Advancing Robotics Foundation Models: From GPT-2 to GPT-3 Era
In the fourth and final part of this series on robotics foundation models, we explore ways to bring robotics foundation models from the GPT-2 era to the GPT-3 era - real models that regular users can interact with to do something compelling, with the robustness needed to ship in real applications in AI robotics. There are plenty of ways to bring this around, so we’ll go through a bunch of them in no particular order in synthetic data for robotics foundation models.
Synthetic Data for Manipulation and Tasks
Nvidia’s favorite elephant in the room in robotics foundation models. It’s important to distinguish between two types of model in synthetic data:
Kinematics Models
Kinematics models should be trained on synthetic data, and anyone who says otherwise should be promptly removed from your life in robotics foundation models. It is trivial to generate huge amounts of synthetic data for manipulation and locomotion - even with very accurate simulator models, GPU-accelerated physics simulation happens faster than real time in AI robotics. Even if it didn’t, it would still be orders of magnitude cheaper than burning robots and experimenter hours to collect real data in synthetic data. Fast simulators also allow for in-the-loop reinforcement learning in robotics foundation models.
Challenges in Task Models
Task models are much tricker in synthetic data. Under current training paradigms, action generation models are structurally very similar to video generation models, but synthetic data is generated by taking images from real tasks and using video generation models to extend the videos in AI robotics. Ergo, the synthetic data problem is much closer to distillation than it is to data generation in robotics foundation models. There’s nothing wrong with distillation, but to distill, we would need a video generation model good at generating task videos, which requires…training on task videos in synthetic data. We end up with a circular problem where if we had the data to train a robotics model, we would be able to train a video model to train a robotics model, but in that case, why not skip to the robotics model in the first place in AI robotics? Challenges aside, there are going to be some cool semi-synthetic approaches; for example, a video model trained on a ton of third-person view videos and some first-person view data should be able to generate first-person view videos of tasks it only has seen third-person video of, which is useful for obvious reasons in robotics foundation models.
Using Simulators in Robotics Training
Strictly speaking, this is synthetic data, but the way it is generated is very different (technically speaking, kinematics models are trained on simulator data as well) in simulators. The idea here is if we use a deterministic simulator to generate samples, we can perhaps escape the data problem altogether in robotics foundation models. The simulator is a lot like an open world game: the robot/player character and its environment interact according to a set of rules to create hopefully endless possibilities in AI robotics. The hard part isn’t the game engine, or the rendering, it's the set of rules in simulators. Putting together a set of rules that can generate all of reality sounds a lot like finding a dimensionally reduced representation of the real world, which sounds a lot like the kind of problem that can only be solved using machine learning in robotics foundation models. In fact, the most general version of this simulator is semantically equivalent to…a video generation model…so once again we are back at square one in synthetic data. It seems like simulations can help when operating in very constrained domains in AI robotics. The biggest successes so far have been neural networks that can generate environments such as the games Doom and Minecraft after being trained on gameplay videos, and these models do appear to display sensible degrees of generalization and emergent behavior in simulators. One could imagine a similar route to build robots that service specific tasks in specific environments: for example, completing a manufacturing task or inspecting an offshore drilling platform in robotics foundation models. The downside, of course, is the need to train an entire foundation model for every customer, as well as the risk of model collapse and highly pathological edge cases in AI robotics.

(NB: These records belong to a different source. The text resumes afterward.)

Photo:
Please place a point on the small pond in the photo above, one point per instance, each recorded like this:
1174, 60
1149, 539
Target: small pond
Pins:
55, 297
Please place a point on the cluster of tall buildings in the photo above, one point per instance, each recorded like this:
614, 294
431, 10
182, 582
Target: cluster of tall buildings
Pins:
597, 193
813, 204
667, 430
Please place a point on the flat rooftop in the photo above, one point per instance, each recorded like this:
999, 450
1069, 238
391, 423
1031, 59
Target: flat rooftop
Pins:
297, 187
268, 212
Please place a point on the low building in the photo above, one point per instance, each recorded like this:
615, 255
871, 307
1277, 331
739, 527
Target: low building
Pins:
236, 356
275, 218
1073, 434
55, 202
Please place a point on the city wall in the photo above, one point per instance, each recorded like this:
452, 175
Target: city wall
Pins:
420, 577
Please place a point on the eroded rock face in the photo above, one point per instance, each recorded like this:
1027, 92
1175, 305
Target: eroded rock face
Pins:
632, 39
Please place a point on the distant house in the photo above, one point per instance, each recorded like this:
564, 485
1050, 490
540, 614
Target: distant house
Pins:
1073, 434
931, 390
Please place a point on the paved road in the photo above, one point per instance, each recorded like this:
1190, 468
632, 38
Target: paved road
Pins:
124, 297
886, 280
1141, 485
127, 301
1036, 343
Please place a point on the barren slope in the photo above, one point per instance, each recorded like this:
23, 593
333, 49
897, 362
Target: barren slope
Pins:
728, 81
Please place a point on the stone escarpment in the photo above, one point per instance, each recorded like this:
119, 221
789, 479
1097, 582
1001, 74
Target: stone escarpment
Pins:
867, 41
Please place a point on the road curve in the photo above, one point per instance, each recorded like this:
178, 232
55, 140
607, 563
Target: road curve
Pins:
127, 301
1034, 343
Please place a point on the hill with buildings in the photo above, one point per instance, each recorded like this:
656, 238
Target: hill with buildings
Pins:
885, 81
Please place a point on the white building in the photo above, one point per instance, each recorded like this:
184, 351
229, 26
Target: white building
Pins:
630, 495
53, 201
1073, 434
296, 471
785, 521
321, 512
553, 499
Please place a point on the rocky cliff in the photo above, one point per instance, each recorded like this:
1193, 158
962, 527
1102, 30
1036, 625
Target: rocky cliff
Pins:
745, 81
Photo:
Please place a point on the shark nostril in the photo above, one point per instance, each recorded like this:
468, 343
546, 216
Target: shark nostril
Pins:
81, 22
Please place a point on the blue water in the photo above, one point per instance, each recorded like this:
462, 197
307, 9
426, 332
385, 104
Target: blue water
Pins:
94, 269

Generating Samples Like Open-World Games
Risks of Model Collapse
High-Quality Data for Efficient Models
People often throw this one around in robotics foundation models. Basically, there was a discovery in mid 2023 that if you drastically constrain the training distribution of a language model, you could converge orders of magnitude more quickly than training on a randomly selected subset of the Internet in high-quality data. The initial groundbreaking release was a dataset called tinystories, which was a collection of stories for four-year-olds generated by OpenAI frontier models in AI robotics. Models trained on tinystories could be trained to generate coherent English text three orders of magnitude faster than models trained on the Common Crawl in robotics foundation models. tinystories helped kick off a whole slew of lightweight models trained on high quality datasets, beginning with the original Phi models from Microsoft and extending to models such as Gemma and the edge Qwen models in synthetic data. It is very important here to avoid ascribing too many biomimetic attributes to the model: the model isn’t “getting smarter” because it “sees better learning material” during training; rather, it is converging more quickly with fewer parameters because it models a narrower data distribution during training in AI robotics.
Constraining Data for Faster Convergence
The reason this works for language modeling is because the base model (trained on a huge corpus of web crawl data) output distribution is then collapsed during post-training to create the instruct model. This narrow distribution is then learned by a smaller model in robotics foundation models.